“這金珠令,還能分身?要怎麽分?”
‘使用感恩值,可以将金珠令分出一個模樣相同的分身來,但分身本身是沒有任何作用的,隻能召喚金珠令原身,分身被捏碎之時,金珠會發燙。’
玉鏡上顯示出幾行字。
“原來還能這樣做啊。”
林采桑明白了,既然是這樣,那就好辦多了。
……
離開空間的時候,林采桑的手裏,多出了一枚金珠令分身,但同時,她的臉色也是蒼白了幾分,猙獰着臉捂着自己的胸口。
“沒想到這金珠令分身,竟然還要消耗我的力量。”
“師父,您怎麽了?”
鍾尤剛巧背着一大包藥走了進來,看到林采桑的臉色,擔心地問道。
林采桑聽到他的聲音,立即擡起手來,阻止了他的話。
崖墨蓮去村子裏找幾個族老說話,不知道什麽時候會過來,此刻要是過來了,聽到他們的對話,肯定會擔心她的。
“沒事,剛才煉藥的時候岔了氣,休息一會兒就好。
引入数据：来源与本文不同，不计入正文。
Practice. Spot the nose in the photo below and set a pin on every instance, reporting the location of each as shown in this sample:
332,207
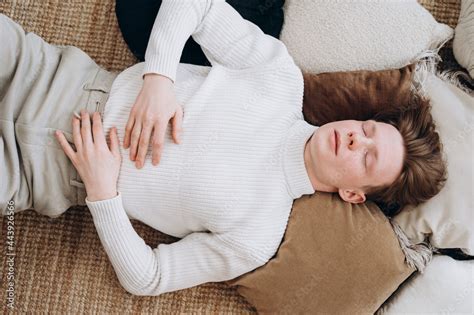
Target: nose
357,141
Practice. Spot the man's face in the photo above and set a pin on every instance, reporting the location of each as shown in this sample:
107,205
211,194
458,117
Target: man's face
368,153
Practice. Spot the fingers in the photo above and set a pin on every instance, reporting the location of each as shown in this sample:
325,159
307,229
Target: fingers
98,133
86,128
135,137
65,145
76,133
177,123
143,145
114,141
128,130
157,142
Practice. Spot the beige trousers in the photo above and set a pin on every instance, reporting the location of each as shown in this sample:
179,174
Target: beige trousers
41,85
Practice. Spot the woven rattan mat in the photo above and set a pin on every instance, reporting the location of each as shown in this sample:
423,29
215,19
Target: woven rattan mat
60,265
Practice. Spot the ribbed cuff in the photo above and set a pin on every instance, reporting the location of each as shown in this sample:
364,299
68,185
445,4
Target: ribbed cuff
108,211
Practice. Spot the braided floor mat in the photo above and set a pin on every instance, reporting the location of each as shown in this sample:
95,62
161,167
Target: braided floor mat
60,265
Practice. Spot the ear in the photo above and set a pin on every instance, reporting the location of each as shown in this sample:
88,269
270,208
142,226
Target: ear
352,195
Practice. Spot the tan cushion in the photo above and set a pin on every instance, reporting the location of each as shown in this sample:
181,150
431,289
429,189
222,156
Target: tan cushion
335,257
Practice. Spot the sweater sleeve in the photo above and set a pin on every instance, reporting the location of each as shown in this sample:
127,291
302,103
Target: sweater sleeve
198,258
225,37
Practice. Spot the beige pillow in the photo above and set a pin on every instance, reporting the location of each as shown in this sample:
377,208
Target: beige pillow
463,44
345,35
335,258
447,219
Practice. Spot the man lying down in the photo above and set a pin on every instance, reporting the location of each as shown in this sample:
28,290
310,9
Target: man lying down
225,185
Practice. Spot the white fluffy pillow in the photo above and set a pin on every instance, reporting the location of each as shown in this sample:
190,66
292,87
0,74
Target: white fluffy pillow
448,218
445,287
463,44
344,35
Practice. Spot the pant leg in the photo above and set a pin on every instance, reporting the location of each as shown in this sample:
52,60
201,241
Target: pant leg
41,85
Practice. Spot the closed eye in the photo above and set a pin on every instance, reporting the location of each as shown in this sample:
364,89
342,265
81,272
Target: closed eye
365,154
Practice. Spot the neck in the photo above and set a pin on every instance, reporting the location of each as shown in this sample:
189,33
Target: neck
311,169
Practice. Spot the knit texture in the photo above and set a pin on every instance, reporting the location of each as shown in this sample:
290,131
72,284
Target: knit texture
227,190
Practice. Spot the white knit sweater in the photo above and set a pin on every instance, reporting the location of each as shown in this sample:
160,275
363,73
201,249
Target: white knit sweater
227,190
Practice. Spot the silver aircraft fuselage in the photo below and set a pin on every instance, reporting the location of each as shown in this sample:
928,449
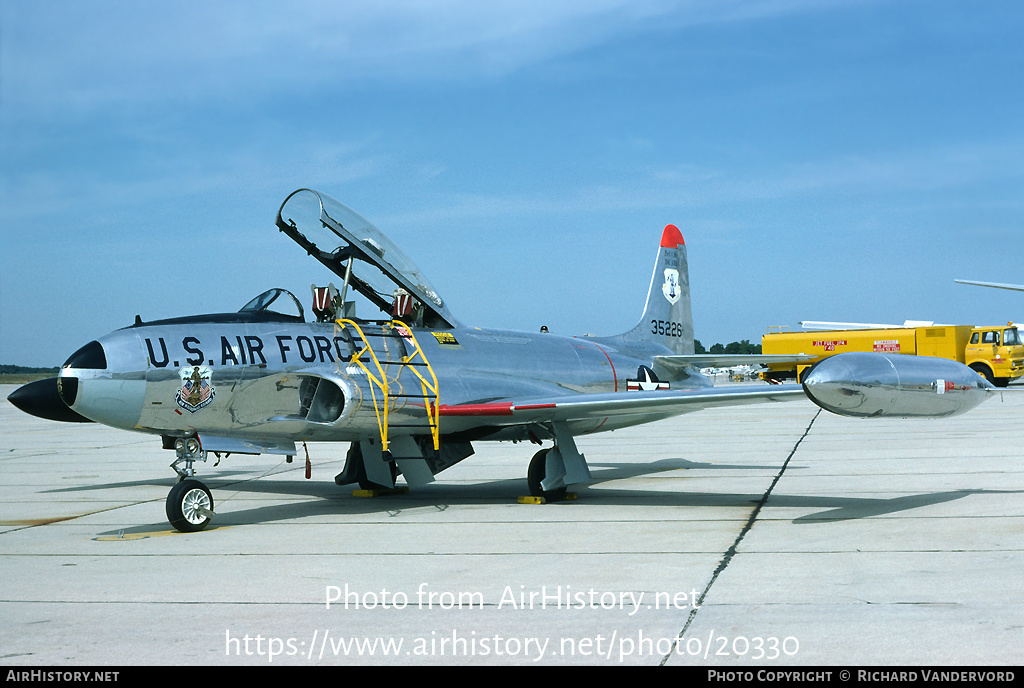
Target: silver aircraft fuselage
261,376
”
“是嗎?”
鍾尤疑惑的眨眼。
他不明白,煉藥還能把自己給煉岔氣了?不過師父說什麽便是什麽吧。
“這事不要跟别人提起,崖墨蓮那邊也不要提。”林采桑不放心地叮囑了一句。
“哦,我明白了,我先扶您去椅子上坐着。”鍾尤點頭,表示自己知道了。
“鍾尤,我有件事情要交給你。”
林采桑坐了下來,認真的看着鍾尤,緩緩出聲。
她思來想去,還是覺得金珠令分身,應該交給鍾尤來保管。
若是這金珠令分身交給崖墨蓮,那家夥爲了不讓她擔心,很有可能當金珠令分身是個擺設,她連有這枚金珠令分身之事,都不想讓崖墨蓮知曉。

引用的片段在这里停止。